When jumping straight down, you can be seriously injured if you land stiff-legged. One way to avoid injury is to bend your knees upon landing to reduce the force of the impact. A 75 kg man just before contact with the ground has a speed of 7.0 m/s.

(a) In a stiff-legged landing he comes to a halt in 1.6 ms. Find the average net force that acts on him during this time.

(b) When he bends his knees, he comes to a halt in 0.12 s. Find the average force now.

(c) During the landing, the force of the ground on the man points upward, while the force due to gravity points downward. The average net force acting on the man includes both of these forces. Taking into account the directions of these forces, find the force of the ground on the man in parts (a) and (b).
(i) stiff legged landing
(ii) bent legged landing

(a) Remember that his momentum befor impact, 75x7 = 525 kg m/s, equals the product of the average force and the time that it acts. Therefore
(avg. force) = (525 kg m/s)/1.6*10^-3 s
The answer will be in Newtons.
(b) Use the same formula with the longer time interval.
(c) (avg. Force on ground - M g) = Avg force on Man during impact.
Therefore subtract Mg = 735 N from the answers of (a) and (b)

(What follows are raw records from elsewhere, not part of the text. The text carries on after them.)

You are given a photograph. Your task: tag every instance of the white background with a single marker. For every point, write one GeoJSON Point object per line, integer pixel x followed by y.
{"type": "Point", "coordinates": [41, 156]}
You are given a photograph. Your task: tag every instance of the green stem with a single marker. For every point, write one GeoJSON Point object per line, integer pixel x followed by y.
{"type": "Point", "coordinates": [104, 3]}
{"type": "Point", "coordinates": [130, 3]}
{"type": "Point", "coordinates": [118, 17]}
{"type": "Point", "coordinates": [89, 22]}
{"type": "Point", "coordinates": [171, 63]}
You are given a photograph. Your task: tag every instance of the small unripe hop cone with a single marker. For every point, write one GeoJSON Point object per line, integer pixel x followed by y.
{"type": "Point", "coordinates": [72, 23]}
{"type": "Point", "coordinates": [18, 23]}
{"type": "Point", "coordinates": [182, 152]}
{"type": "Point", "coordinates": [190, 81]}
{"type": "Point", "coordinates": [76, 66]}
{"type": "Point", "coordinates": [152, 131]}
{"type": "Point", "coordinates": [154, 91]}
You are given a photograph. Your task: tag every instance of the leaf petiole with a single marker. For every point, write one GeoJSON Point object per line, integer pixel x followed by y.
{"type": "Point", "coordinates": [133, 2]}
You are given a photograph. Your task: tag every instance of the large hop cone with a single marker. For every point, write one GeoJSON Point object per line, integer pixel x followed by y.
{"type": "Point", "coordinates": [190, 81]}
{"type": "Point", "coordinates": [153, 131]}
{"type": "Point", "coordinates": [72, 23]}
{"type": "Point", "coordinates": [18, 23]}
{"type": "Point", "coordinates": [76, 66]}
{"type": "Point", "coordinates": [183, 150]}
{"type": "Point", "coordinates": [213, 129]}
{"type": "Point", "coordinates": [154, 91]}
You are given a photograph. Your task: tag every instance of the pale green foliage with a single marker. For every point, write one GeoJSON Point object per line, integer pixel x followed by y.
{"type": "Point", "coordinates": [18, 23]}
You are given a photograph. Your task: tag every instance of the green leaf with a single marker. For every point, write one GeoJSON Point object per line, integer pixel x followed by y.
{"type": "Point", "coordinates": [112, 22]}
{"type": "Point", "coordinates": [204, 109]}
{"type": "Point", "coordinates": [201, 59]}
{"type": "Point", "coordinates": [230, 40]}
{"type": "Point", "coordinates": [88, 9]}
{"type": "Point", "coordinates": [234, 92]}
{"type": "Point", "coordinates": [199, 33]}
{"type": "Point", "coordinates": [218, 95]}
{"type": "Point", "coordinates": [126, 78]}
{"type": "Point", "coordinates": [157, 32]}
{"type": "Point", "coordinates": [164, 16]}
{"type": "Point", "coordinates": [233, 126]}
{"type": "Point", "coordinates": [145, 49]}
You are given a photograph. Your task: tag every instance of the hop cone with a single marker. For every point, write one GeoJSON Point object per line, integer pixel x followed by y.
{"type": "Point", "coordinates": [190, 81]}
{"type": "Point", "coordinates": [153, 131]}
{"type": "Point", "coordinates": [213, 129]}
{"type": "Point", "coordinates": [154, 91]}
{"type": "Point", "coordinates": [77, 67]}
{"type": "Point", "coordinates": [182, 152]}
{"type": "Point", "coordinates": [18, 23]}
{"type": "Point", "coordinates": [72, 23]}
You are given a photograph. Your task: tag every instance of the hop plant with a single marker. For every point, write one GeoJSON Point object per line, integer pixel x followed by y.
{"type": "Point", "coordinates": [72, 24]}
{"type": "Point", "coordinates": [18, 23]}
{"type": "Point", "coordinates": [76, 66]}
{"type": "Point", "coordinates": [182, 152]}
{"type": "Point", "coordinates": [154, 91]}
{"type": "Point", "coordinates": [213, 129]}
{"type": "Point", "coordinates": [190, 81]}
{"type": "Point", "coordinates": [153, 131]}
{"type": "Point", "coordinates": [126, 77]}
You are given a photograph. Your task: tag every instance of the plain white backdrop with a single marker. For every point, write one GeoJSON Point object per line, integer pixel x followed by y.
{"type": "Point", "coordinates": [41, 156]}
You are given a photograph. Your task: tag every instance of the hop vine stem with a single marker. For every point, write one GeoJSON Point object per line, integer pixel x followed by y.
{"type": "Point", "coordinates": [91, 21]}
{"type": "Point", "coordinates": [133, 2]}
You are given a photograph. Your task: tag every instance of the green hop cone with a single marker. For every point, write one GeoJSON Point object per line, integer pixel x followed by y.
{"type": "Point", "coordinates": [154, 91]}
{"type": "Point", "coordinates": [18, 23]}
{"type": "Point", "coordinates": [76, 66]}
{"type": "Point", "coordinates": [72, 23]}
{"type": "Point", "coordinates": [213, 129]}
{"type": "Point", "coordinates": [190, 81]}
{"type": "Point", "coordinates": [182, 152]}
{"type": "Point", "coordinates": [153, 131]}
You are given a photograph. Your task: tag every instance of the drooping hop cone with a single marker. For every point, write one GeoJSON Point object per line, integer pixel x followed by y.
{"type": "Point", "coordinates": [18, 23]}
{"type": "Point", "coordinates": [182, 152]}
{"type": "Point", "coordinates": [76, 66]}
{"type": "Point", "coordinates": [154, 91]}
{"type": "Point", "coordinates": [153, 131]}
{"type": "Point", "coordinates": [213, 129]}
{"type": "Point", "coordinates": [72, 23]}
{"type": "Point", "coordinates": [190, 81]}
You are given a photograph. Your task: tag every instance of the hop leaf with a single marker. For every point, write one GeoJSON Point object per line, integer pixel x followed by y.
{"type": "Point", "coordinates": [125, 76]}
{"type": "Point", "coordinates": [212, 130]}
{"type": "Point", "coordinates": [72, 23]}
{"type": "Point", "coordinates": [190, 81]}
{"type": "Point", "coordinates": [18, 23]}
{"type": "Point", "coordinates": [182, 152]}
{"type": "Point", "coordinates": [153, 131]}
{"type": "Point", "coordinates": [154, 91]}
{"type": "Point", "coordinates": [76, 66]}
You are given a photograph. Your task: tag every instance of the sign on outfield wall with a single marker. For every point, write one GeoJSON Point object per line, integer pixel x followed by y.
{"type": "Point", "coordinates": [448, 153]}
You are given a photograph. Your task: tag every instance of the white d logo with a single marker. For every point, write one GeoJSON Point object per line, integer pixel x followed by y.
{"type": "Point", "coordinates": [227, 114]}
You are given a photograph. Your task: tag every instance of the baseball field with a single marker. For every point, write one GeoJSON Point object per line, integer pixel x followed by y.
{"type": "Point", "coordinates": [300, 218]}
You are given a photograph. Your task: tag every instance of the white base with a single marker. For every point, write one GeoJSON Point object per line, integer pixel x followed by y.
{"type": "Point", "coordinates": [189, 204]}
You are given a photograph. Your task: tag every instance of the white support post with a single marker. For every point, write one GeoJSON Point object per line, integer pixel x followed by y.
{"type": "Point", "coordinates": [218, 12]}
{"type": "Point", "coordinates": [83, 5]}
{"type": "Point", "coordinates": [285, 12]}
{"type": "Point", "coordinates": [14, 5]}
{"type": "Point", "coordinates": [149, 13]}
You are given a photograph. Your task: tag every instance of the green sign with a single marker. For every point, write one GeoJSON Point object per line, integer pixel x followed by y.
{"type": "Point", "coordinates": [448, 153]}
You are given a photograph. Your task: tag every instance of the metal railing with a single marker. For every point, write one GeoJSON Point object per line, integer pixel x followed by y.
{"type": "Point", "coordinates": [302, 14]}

Thanks you so much for your help. In this question I got for

a. 328125 N

b. 4375 N

c. stiff legged landing
327390 N

bent legged landing
4375 N - (75kg x 9.8)= 3640 N

All of the answers are correct except the bent legged landing in part c. Please tell me where I went wrong.

Your last answer seems right to me

the solution to your problem is

4375 N - (75kg x -9.8) = 5110 N